Clean water entrepreneurs tackle global problem

Monday 2nd November 2020, 5:00pm

Dr Stephanie Terreni-Brown, one of three founding directors of Clean Water Wave, discusses with The Herald Scotland why the company was formed, and their unique 'CAFE' system.

Dr Stephanie Terreni Brown, Clean Water Wave - credit Clean Water Wave CIC

Clean Water Wave was formed in July 2017 and during their first year of trading, the company has recently  taken up office space at Roslin Innovation Centre.

Managing Director Dr Terreni-Brown explained that whilst there is a lot of clever technology out there that cleans water, the company felt it was often far too expensive, energy-intensive, and maintenance-heavy to be effective for rural and small-scale community use. 

The team share experiences of working and living in situations where they have seen the impact that drinking contaminated water has on a daily basis – the illness and devastation wrought by the consumption of dirty water. However, none of them had seen any water treatment system that they felt was fully functional and effective in rural or low-income urban contexts.

Clean Water Wave (CWW) was sure they could do something better and felt it would be criminal for them not to at least try and develop a system that was, as far as possible, simple and easy to maintain but still did a great job of treating water. And that is what they have been doing ever since being officially incorporated in 2017 – developing, testing and trialling their technology to provide clean water to rural or low income communities. 

CWW started developing the Clean Aqua For Everyone (CAFE) system with low and middle income countries in mind, but soon realised that there was also a domestic market for CAFE. The technology was developed with a lot of determination, effort, and a ‘try and try again’ approach. The companys' two technical minds, Howard and Matthew, spent a lot of their evenings and weekends working out the engineering specifics, with everyone working together to build different iterations and discussing what they needed to design out for the system to be as simple and effective as possible.
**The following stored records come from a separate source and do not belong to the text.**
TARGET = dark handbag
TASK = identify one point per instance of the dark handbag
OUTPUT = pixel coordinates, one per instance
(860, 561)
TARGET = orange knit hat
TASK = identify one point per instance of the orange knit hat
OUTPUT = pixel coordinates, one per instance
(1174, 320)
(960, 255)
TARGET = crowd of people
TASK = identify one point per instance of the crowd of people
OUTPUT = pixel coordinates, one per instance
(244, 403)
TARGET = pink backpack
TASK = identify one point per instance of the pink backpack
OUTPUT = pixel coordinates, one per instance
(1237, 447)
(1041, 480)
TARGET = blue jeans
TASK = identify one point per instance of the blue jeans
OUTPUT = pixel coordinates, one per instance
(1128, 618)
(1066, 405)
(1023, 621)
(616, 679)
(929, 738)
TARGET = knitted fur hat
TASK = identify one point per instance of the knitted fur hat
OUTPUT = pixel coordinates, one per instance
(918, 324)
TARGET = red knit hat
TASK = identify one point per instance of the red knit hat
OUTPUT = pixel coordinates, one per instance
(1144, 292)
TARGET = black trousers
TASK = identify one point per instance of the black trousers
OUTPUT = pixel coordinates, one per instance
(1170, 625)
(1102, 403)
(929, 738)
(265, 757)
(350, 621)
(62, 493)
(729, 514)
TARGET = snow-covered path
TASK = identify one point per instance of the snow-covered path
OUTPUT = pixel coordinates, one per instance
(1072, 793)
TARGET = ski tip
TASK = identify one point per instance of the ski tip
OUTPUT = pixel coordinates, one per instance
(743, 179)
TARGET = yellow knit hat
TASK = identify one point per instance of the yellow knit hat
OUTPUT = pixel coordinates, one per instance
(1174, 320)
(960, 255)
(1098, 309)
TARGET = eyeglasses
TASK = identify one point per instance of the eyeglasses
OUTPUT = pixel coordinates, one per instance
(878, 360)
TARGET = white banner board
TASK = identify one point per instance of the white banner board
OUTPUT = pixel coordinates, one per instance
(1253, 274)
CWW's main focus was bringing together the minds who could conquer the challenge. They are a group of pioneers, scientists, philanthropists, economists and storytellers who can challenge the way clean water is provided globally. Together, they have the scientific, technical, commercial and critical community engagement skills to deliver and make the Clean Water Wave mission a reality. As an example, a key breakthrough was their partnership with Dryden Aqua and the involvement of Howard Dryden. The technology works due to the AFM activated filter media, supplied by Dryden Aqua. AFM is an activated media based on Howard’s PhD research and manufactured by Dryden Aqua by up-cycling 50 per cent of all the coloured glass bottles in Scotland and Switzerland. CWW is a social enterprise with a unique business model that sees them reinvesting all profits from selling the CAFE to commercial partners into funding CAFE installations for communities in need.
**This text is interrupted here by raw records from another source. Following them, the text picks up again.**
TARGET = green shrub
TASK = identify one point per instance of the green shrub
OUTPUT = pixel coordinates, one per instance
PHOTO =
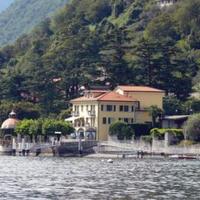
(140, 129)
(159, 133)
(184, 143)
(147, 138)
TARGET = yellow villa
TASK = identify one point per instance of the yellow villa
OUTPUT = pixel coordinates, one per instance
(94, 112)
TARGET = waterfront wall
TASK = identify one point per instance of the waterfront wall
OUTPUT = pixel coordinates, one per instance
(157, 147)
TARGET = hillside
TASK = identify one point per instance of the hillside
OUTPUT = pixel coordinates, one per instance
(23, 15)
(98, 42)
(5, 4)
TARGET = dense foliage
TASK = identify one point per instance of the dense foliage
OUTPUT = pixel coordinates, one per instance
(192, 128)
(5, 4)
(23, 15)
(96, 42)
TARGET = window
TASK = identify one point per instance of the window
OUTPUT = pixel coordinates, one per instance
(136, 105)
(109, 107)
(132, 120)
(126, 108)
(121, 108)
(104, 120)
(126, 120)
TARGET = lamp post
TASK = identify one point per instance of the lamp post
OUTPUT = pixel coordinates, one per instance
(58, 134)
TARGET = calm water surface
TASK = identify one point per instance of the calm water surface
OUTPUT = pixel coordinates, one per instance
(83, 178)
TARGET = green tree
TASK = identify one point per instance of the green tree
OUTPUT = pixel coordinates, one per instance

By marketing 'CAFE' as their unique product, CWW have territory-specific distributors who purchase the product license for commercial sales. These commercial sales are to mining companies, the agricultural sector, and water treatment companies (for drinking water treatment and for wastewater tertiary treatment). CWW also work with other social enterprises like Challenges Worldwide to develop a different business model for low income communities for drinking water and agricultural water treatment purposes.

"It’s a privilege to work with the awesome people I work with, and to work towards achieving such a fundamental right to have safe water. The Clean Aqua For Everyone (CAFE) water treatment system is our unique product for low energy decentralised treatment of water. CAFE means high quality water can be delivered without mains electricity supply or lots of maintenance or reliance on chemicals for treatment purposes. It is a plug and play piece of kit designed to be robust and extremely long lasting."

Dr Stephanie Terreni-Brown, Clean Water Wave CIC

"Westminster and/or Scottish governments are committed to driving innovation, yet a lot of public pots of money – particularly those that are intended to help develop tech and innovation – are not open to social enterprises. Social enterprises are businesses. Both governments also need to better understand the impact of water quality on our environment."

Dr Stephanie Terreni-Brown, Clean Water Wave CIC

Before founding Clean Water Wave, Dr Terreni-Brown was a management consultant, and before that an academic studying water and sanitation-related issues in East Africa. A combination of private low-interest loans and public sector grants helped secure start-up funding, and having a knowledgeable accountant proved critical to helping Dr Terreni-Brown feel confident. She said one of the most important lessons she had learnt was the product development takes a lot of time, costs a lot of money and requires constant pushing. Having more knowledge about manufacturing processes from the start would have been extremely valuable.